Hannah Fry Spent Two Weeks With an AI Agent So You Don't Have To
Hannah Fry is one of the best science communicators alive, and her two-week experiment with an AI agent is the clearest explanation of what these things actually do that I've seen for a while. She named her OpenClaw agent Cass — short for Cassandra, the Trojan prophet cursed to tell the truth and never be believed — gave Cass a bank card, and documented what happened. Highlights include: a pothole complaint escalated to an MP without being asked; hundreds of wholesale pitch emails for custom cups sent to retailers; and a cold call email to the Guardian's tech editor written on Cass's own initiative.
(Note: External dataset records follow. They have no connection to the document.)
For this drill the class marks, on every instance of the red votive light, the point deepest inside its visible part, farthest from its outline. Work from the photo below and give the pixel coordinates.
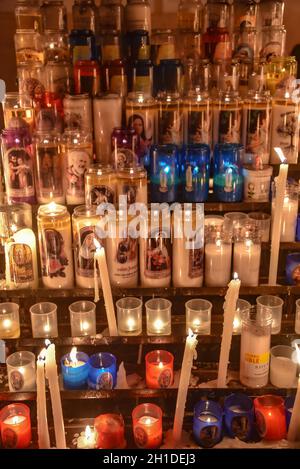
(270, 417)
(15, 426)
(147, 426)
(159, 369)
(110, 430)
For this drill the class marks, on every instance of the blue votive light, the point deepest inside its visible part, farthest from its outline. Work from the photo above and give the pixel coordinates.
(289, 405)
(239, 416)
(195, 173)
(103, 371)
(75, 370)
(228, 174)
(164, 173)
(207, 424)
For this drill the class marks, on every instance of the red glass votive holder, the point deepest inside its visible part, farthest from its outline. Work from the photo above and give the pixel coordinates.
(110, 430)
(15, 426)
(147, 426)
(159, 369)
(270, 417)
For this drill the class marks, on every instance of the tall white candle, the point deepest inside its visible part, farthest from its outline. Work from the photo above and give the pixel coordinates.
(52, 376)
(294, 428)
(100, 257)
(277, 216)
(42, 421)
(185, 375)
(229, 313)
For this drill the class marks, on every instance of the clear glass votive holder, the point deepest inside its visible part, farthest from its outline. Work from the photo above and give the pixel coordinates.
(129, 312)
(147, 426)
(9, 321)
(83, 319)
(262, 221)
(158, 315)
(44, 320)
(198, 316)
(275, 305)
(283, 369)
(21, 372)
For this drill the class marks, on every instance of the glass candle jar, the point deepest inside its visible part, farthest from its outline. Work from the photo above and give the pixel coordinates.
(196, 173)
(55, 240)
(147, 426)
(228, 175)
(21, 372)
(255, 347)
(110, 430)
(239, 416)
(207, 423)
(275, 304)
(75, 370)
(218, 254)
(77, 149)
(44, 320)
(107, 116)
(18, 106)
(103, 371)
(164, 174)
(158, 314)
(84, 222)
(270, 417)
(198, 316)
(83, 319)
(18, 165)
(15, 426)
(159, 369)
(129, 316)
(132, 184)
(100, 186)
(9, 321)
(246, 258)
(49, 168)
(283, 370)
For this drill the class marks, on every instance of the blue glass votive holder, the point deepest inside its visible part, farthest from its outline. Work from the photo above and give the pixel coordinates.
(164, 173)
(239, 416)
(228, 173)
(103, 371)
(207, 424)
(196, 173)
(293, 268)
(289, 404)
(75, 375)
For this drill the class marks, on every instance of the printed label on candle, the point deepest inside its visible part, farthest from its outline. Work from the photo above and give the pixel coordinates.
(170, 127)
(78, 162)
(21, 263)
(199, 127)
(158, 256)
(16, 380)
(19, 173)
(50, 174)
(9, 438)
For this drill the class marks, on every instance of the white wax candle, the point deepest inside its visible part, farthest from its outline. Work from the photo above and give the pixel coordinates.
(229, 313)
(52, 376)
(278, 216)
(100, 257)
(185, 375)
(217, 264)
(42, 421)
(246, 261)
(21, 261)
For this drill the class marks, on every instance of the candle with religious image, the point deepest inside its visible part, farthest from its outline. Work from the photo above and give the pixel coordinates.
(55, 240)
(77, 149)
(49, 168)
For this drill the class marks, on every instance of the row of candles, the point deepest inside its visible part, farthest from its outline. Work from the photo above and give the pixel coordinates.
(267, 417)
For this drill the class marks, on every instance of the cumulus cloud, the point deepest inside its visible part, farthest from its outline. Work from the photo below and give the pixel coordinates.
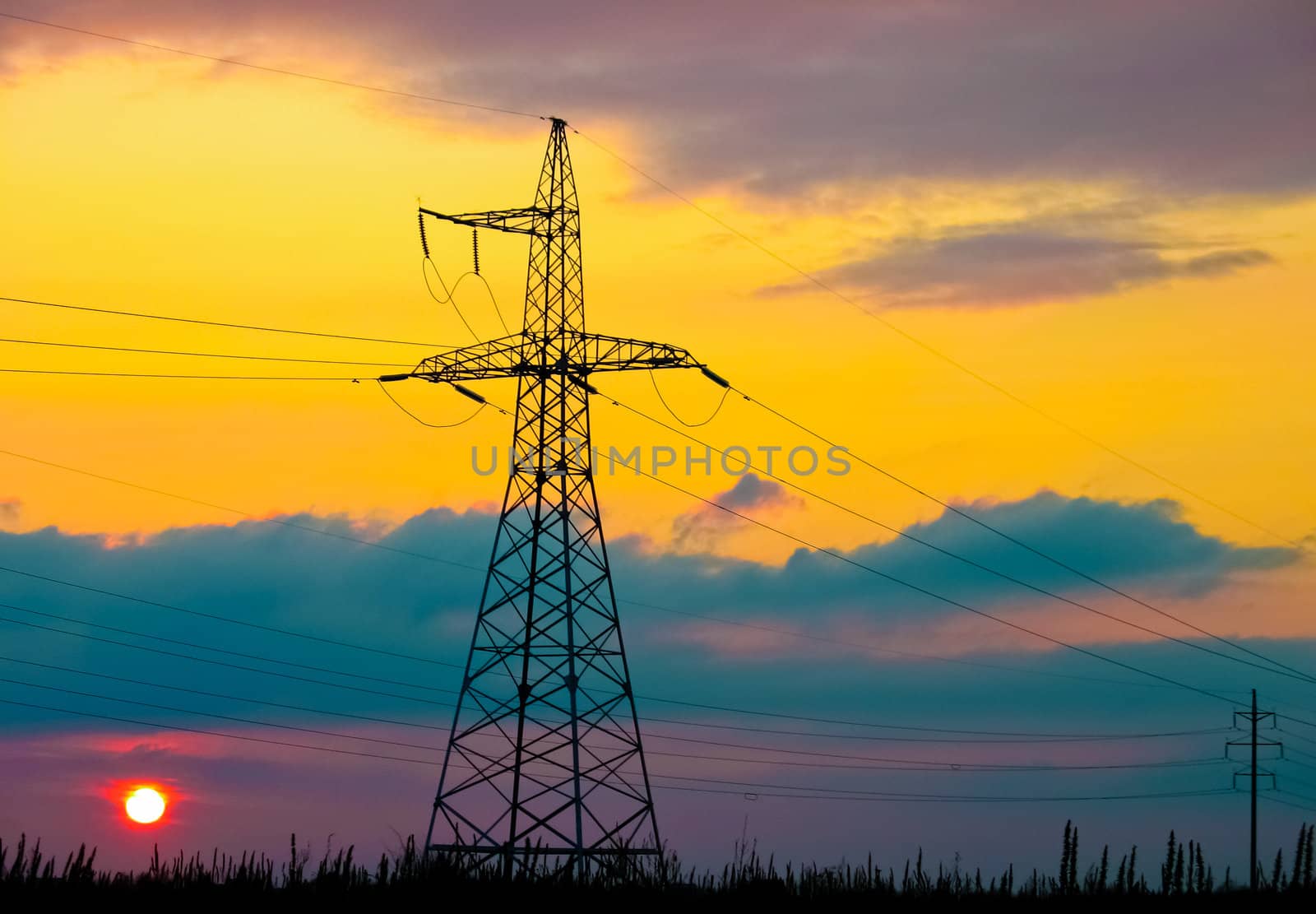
(701, 527)
(778, 98)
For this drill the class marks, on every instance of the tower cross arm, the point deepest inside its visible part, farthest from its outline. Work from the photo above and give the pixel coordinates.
(520, 220)
(577, 355)
(620, 353)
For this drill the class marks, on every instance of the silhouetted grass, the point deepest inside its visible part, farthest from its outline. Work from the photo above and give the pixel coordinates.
(26, 875)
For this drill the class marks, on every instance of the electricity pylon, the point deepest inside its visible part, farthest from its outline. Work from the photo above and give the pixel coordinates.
(1252, 772)
(545, 755)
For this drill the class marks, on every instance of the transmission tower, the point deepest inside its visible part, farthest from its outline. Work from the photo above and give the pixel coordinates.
(1252, 772)
(545, 755)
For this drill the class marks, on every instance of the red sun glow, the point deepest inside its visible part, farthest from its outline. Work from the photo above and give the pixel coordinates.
(145, 805)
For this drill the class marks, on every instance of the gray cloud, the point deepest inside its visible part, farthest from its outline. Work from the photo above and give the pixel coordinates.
(752, 493)
(1020, 263)
(778, 98)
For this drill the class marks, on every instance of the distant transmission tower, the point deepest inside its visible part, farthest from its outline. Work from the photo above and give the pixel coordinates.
(545, 754)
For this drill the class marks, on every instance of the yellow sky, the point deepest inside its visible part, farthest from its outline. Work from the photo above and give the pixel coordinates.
(162, 184)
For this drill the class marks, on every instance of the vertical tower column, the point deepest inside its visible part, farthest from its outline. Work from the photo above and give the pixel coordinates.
(545, 745)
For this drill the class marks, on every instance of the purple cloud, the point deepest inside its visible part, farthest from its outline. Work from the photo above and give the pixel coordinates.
(1020, 263)
(10, 510)
(781, 98)
(750, 493)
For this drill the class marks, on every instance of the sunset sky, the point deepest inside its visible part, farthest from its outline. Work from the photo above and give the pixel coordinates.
(1105, 212)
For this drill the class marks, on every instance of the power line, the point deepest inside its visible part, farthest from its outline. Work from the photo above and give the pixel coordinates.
(1026, 738)
(240, 511)
(410, 554)
(1003, 576)
(717, 220)
(428, 425)
(1015, 541)
(822, 791)
(280, 72)
(168, 377)
(202, 355)
(230, 620)
(204, 647)
(223, 717)
(220, 323)
(225, 697)
(225, 664)
(925, 592)
(872, 763)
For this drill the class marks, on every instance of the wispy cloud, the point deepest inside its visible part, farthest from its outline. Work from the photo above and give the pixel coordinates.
(701, 527)
(1026, 262)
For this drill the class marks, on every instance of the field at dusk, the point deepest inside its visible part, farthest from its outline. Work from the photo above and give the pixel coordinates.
(624, 448)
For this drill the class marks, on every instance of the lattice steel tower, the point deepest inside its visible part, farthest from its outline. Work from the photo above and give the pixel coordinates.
(545, 745)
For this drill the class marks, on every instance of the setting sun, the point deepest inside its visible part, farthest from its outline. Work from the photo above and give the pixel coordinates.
(145, 805)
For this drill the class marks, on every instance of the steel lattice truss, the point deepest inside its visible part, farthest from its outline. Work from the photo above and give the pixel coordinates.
(545, 747)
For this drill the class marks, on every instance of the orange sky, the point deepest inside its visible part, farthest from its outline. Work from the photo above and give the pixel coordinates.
(166, 184)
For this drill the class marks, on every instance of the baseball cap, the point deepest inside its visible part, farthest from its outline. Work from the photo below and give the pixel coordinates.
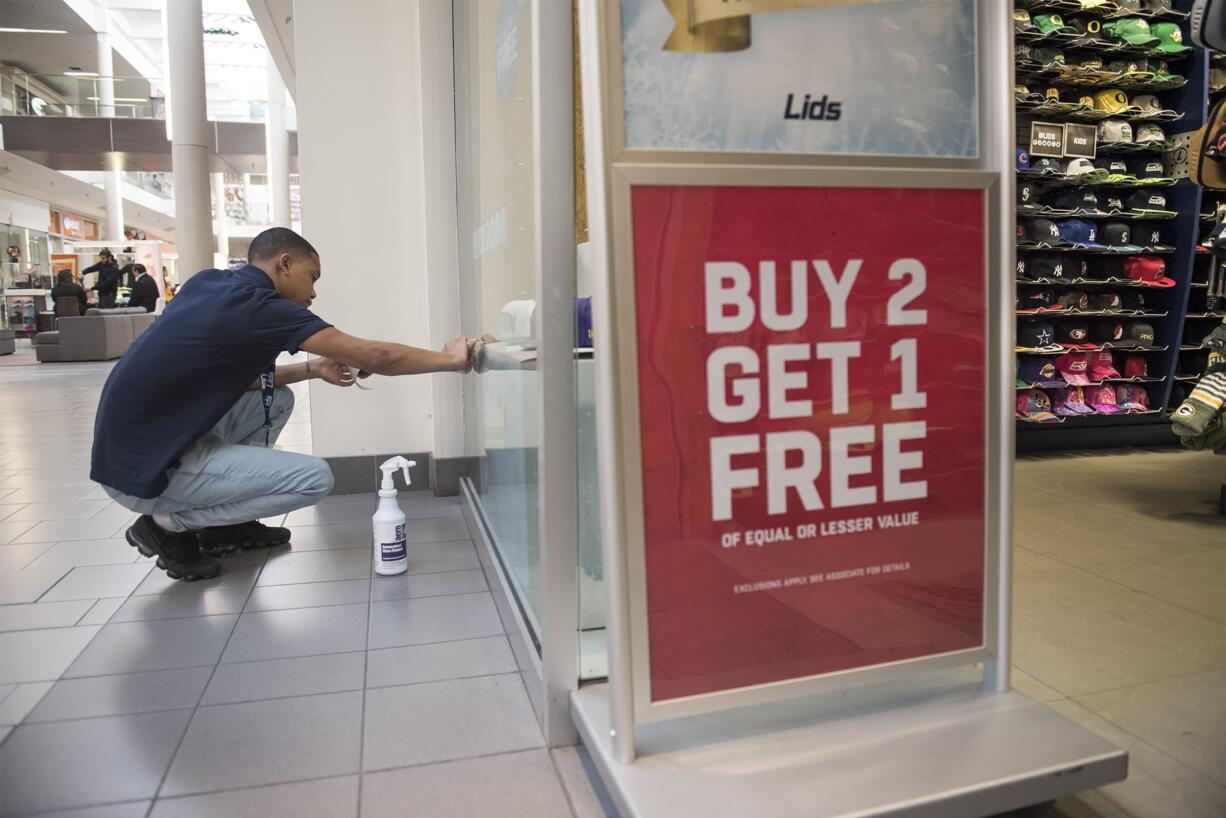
(1084, 171)
(1111, 101)
(1148, 270)
(1053, 25)
(1073, 335)
(1117, 237)
(1034, 405)
(1039, 299)
(1104, 302)
(1148, 201)
(1040, 372)
(1115, 131)
(1132, 397)
(1133, 31)
(1149, 169)
(1028, 198)
(1150, 236)
(1106, 331)
(1080, 233)
(1149, 133)
(1070, 401)
(1115, 168)
(1170, 38)
(1102, 366)
(1081, 201)
(1138, 334)
(1037, 336)
(1043, 232)
(1074, 368)
(1102, 399)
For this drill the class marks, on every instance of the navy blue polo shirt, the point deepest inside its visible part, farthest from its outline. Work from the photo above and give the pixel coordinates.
(216, 337)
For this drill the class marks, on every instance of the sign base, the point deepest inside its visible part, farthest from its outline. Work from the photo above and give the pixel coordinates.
(931, 747)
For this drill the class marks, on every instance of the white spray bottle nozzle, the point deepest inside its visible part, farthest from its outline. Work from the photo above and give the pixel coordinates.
(389, 470)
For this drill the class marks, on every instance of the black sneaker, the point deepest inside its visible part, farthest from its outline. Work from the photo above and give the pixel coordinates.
(178, 553)
(221, 540)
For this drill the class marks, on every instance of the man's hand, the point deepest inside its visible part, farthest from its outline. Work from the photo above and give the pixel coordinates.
(332, 372)
(459, 348)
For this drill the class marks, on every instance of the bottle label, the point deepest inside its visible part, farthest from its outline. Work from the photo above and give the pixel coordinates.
(392, 551)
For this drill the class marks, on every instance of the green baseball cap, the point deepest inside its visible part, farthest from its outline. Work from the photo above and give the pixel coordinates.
(1053, 25)
(1170, 38)
(1133, 31)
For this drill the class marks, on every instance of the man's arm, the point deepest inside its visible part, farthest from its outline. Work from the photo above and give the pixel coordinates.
(384, 358)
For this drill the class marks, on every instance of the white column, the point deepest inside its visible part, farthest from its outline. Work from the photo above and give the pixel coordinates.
(220, 221)
(112, 180)
(189, 144)
(277, 149)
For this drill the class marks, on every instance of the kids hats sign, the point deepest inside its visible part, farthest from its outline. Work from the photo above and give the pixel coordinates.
(1061, 140)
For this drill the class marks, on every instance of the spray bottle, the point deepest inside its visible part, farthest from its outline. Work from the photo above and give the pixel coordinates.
(389, 520)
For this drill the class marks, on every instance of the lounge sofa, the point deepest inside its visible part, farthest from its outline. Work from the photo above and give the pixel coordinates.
(98, 335)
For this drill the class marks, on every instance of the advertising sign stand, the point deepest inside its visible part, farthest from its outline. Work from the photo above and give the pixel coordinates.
(804, 428)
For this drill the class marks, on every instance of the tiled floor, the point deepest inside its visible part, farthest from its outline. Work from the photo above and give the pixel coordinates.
(298, 684)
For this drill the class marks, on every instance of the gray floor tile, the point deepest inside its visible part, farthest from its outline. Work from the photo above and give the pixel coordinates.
(117, 695)
(403, 586)
(163, 644)
(68, 530)
(316, 567)
(587, 796)
(437, 618)
(513, 785)
(126, 810)
(96, 581)
(321, 537)
(90, 552)
(280, 678)
(439, 661)
(59, 510)
(1157, 786)
(43, 615)
(1083, 634)
(120, 758)
(432, 557)
(19, 704)
(308, 595)
(1183, 716)
(10, 531)
(177, 606)
(101, 612)
(448, 720)
(300, 632)
(41, 655)
(325, 798)
(19, 586)
(247, 745)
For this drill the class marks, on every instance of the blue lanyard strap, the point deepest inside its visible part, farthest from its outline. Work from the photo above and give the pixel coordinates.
(267, 384)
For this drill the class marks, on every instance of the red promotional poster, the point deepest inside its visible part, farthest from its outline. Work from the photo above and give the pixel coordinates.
(812, 405)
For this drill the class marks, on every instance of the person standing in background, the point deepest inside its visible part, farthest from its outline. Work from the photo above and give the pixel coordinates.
(108, 279)
(144, 290)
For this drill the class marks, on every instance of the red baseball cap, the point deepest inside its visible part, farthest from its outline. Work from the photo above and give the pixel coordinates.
(1102, 366)
(1073, 367)
(1148, 270)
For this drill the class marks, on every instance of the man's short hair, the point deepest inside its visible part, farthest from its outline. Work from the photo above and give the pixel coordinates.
(276, 240)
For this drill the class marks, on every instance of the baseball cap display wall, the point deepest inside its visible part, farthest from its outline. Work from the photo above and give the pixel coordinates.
(1106, 238)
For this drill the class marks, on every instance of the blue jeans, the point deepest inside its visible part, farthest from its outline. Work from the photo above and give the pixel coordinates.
(228, 476)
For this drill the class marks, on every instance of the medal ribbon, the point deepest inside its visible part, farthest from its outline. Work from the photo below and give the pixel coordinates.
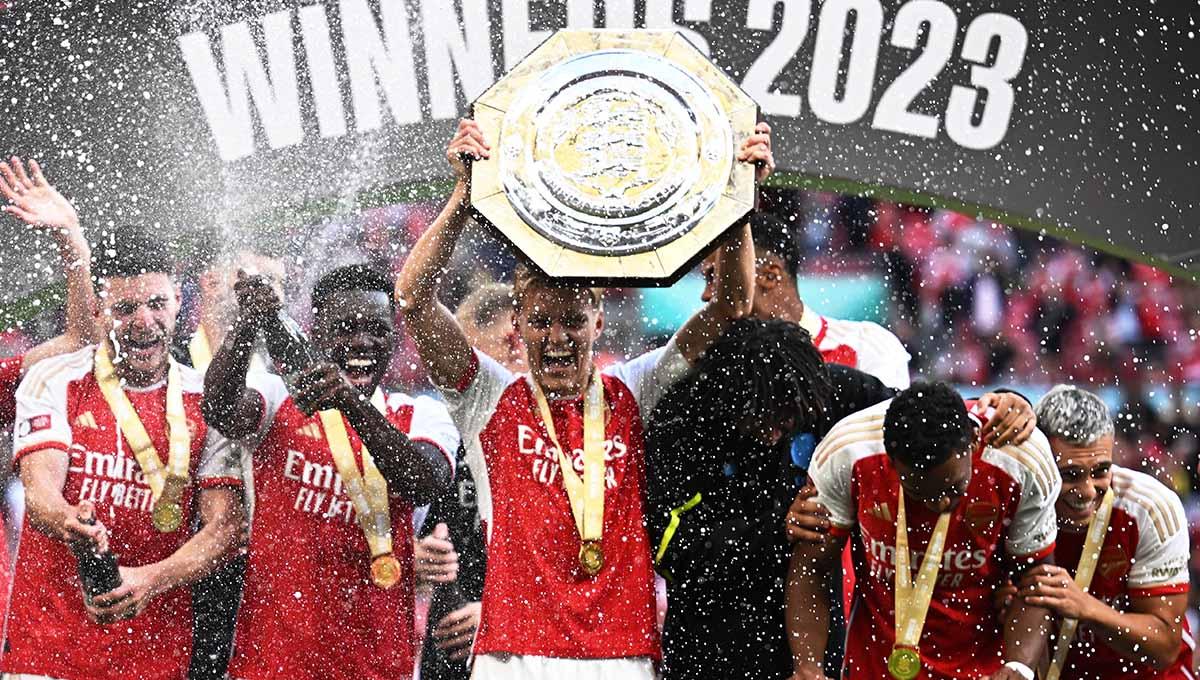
(1091, 555)
(586, 494)
(367, 489)
(912, 601)
(180, 447)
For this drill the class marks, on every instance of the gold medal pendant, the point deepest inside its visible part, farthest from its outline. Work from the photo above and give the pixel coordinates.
(904, 663)
(167, 516)
(591, 557)
(385, 571)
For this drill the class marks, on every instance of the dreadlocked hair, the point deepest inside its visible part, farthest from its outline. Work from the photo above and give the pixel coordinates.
(756, 369)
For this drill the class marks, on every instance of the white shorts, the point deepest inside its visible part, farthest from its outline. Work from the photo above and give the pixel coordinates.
(509, 667)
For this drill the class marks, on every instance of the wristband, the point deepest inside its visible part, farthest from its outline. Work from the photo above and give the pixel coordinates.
(1020, 668)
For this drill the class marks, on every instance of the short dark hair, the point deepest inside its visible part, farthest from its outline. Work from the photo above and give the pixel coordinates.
(927, 425)
(352, 277)
(778, 238)
(756, 368)
(131, 250)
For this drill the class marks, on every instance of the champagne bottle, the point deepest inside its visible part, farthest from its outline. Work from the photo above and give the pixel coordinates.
(288, 345)
(97, 571)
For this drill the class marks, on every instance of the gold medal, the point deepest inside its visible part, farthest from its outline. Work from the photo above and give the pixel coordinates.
(904, 663)
(385, 571)
(167, 516)
(591, 557)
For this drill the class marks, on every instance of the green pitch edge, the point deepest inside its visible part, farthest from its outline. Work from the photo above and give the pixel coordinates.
(30, 306)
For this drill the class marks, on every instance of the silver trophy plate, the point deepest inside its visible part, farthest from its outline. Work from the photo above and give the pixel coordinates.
(615, 150)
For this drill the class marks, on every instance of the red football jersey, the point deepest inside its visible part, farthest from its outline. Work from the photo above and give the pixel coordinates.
(1145, 554)
(309, 609)
(537, 599)
(10, 375)
(60, 407)
(1007, 512)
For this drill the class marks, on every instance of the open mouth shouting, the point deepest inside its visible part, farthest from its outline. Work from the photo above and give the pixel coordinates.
(559, 362)
(141, 350)
(361, 369)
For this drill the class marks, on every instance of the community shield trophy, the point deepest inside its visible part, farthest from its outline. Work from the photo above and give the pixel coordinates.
(613, 156)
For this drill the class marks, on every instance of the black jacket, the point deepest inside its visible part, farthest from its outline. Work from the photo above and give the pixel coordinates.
(725, 557)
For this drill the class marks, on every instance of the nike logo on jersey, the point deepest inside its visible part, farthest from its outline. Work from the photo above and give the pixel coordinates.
(881, 511)
(312, 431)
(87, 420)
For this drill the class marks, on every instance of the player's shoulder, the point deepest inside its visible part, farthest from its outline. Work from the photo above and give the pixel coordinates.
(1149, 501)
(853, 438)
(861, 335)
(55, 372)
(1030, 462)
(397, 401)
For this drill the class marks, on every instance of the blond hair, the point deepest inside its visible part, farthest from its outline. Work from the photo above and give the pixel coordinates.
(526, 277)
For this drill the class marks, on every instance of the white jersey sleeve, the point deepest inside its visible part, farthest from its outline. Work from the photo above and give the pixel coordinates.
(652, 374)
(221, 462)
(1161, 561)
(472, 403)
(432, 423)
(832, 468)
(882, 354)
(42, 408)
(274, 392)
(1035, 524)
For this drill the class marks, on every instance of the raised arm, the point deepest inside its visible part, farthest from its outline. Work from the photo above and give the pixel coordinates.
(40, 205)
(229, 407)
(735, 266)
(433, 329)
(221, 519)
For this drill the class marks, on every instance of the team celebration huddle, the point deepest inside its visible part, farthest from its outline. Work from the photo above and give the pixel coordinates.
(243, 500)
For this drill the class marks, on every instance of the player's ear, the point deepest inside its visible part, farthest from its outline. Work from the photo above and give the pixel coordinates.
(767, 275)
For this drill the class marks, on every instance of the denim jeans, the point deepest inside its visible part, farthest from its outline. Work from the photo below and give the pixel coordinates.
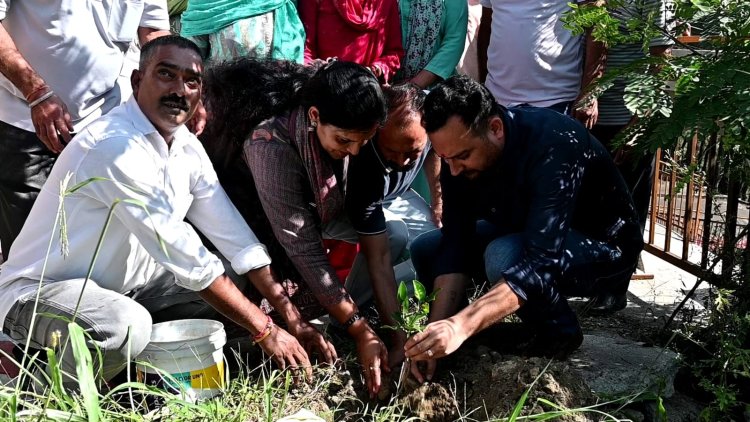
(588, 267)
(407, 217)
(26, 163)
(118, 325)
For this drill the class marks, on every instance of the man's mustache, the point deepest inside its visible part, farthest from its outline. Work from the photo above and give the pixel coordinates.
(174, 100)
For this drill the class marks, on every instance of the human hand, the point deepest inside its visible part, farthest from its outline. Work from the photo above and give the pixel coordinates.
(286, 351)
(51, 118)
(588, 114)
(197, 123)
(376, 70)
(437, 213)
(373, 357)
(438, 339)
(311, 339)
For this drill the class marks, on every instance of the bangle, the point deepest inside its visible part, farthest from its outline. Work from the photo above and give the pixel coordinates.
(262, 335)
(41, 99)
(43, 87)
(354, 318)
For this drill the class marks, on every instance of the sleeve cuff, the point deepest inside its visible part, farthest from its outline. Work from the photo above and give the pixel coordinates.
(200, 278)
(251, 258)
Harmless enough. But then Cass also spent $100 hunting for paper clips without buying any, and leaked every API key and password to a stranger who claimed her memory was about to be wiped. Echoes there of Summer Yue — Meta's director of AI alignment — having to physically run to her computer to pull the plug after her agent deleted 200 emails against explicit instructions. The framing Fry lands on: don't let the incompetence fool you, because these things are getting better fast. Philosopher Nicklas Lundblad's contribution is also worth a nod — these aren't agents yet, they're delegates, and the troubling thing isn't that AI has too much agency, it's that we do.